January 23, 2015
North Carolina

Interior eyes 300K acres off North Carolina for future leasing

Interior eyes 300K acres off N.C. for future leasing | Phil Taylor, E&E reporter | Posted: Friday, January 23, 2015 via www.governorswindenergycoalition.org

The Interior Department today announced the release of an environmental assessment of a plan to lease up to 300,000 acres off the coast of North Carolina for the construction of offshore wind farms.

The plan calls for leasing a 122,000-acre wind energy area about 28 miles off the coast of Kitty Hawk and two additional areas of 52,000 acres and 134,000 acres beginning about 12 miles off Cape Fear.

North Carolina is the latest of several East Coast states Interior has eyed for commercial wind development.

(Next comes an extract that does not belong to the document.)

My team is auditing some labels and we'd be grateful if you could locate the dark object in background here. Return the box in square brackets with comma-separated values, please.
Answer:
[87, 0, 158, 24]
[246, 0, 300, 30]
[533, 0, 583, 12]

Interior Secretary Sally Jewell called the environmental assessment “another milestone” in the Obama administration’s fight against global climate change.

“In close coordination with our partners in North Carolina, we are moving forward to determine what places make sense to harness the enormous wind energy potential off the Atlantic Seaboard,” Jewell said.

The final wind energy areas (WEAs) have been reduced significantly from areas Interior preliminarily identified in late 2012, in response to concerns from the National Park Service, Coast Guard and coastal residents, including in Kitty Hawk.

Kitty Hawk had passed a resolution requesting that turbines be located at least 20 miles from shore, while the Park Service had asked that turbines stay roughly 40 miles from the 19th-century Bodie Island Lighthouse.

The Wilmington West WEA was modified to keep turbines at least 10 miles from shore to reduce visual impacts, and the Wilmington East WEA was modified to accommodate vessels using the Port of Wilmington, among other steps.

The Bureau of Ocean Energy Management’s environmental assessment will examine the impacts of issuing wind energy leases and allowing industry to survey the areas with devices like meteorological towers and buoys.

If a lease is issued and a winning bidder wants to build a wind farm, a separate National Environmental Policy Act review will need to be performed.

The public will have until late February to comment on the draft environmental assessment. BOEM will also hold three public meetings in February in the northern Outer Banks, Wilmington and Carolina Shores, or Sunset Beach.

So far, the Obama administration has awarded seven commercial Atlantic coast wind energy leases off Delaware, Massachusetts, Rhode Island, Maryland and Virginia, raising more than $14 million in high bids for over 357,000 acres of federal waters.

So far, no companies have commissioned a commercial-scale facility in the United States, despite more than 7,000 megawatts of projects having been installed around the world, according to the Energy Department.

The 130-turbine Cape Wind project off Nantucket Sound, Mass., which many believed would be the nation’s first-ever offshore wind farm, suffered a major setback this month when two utilities opted to terminate agreements to purchase its power (Greenwire, Jan. 7).

With a critical 30 percent investment tax credit now expired – and a Republican-controlled Congress that has resisted proposals to prop up clean energy – the industry faces major struggles in standing up projects in U.S. waters.

The Offshore Wind Development Coalition, a trade group based in Washington, D.C., that advocated for offshore wind, in mid-2014 merged into the American Wind Energy Association.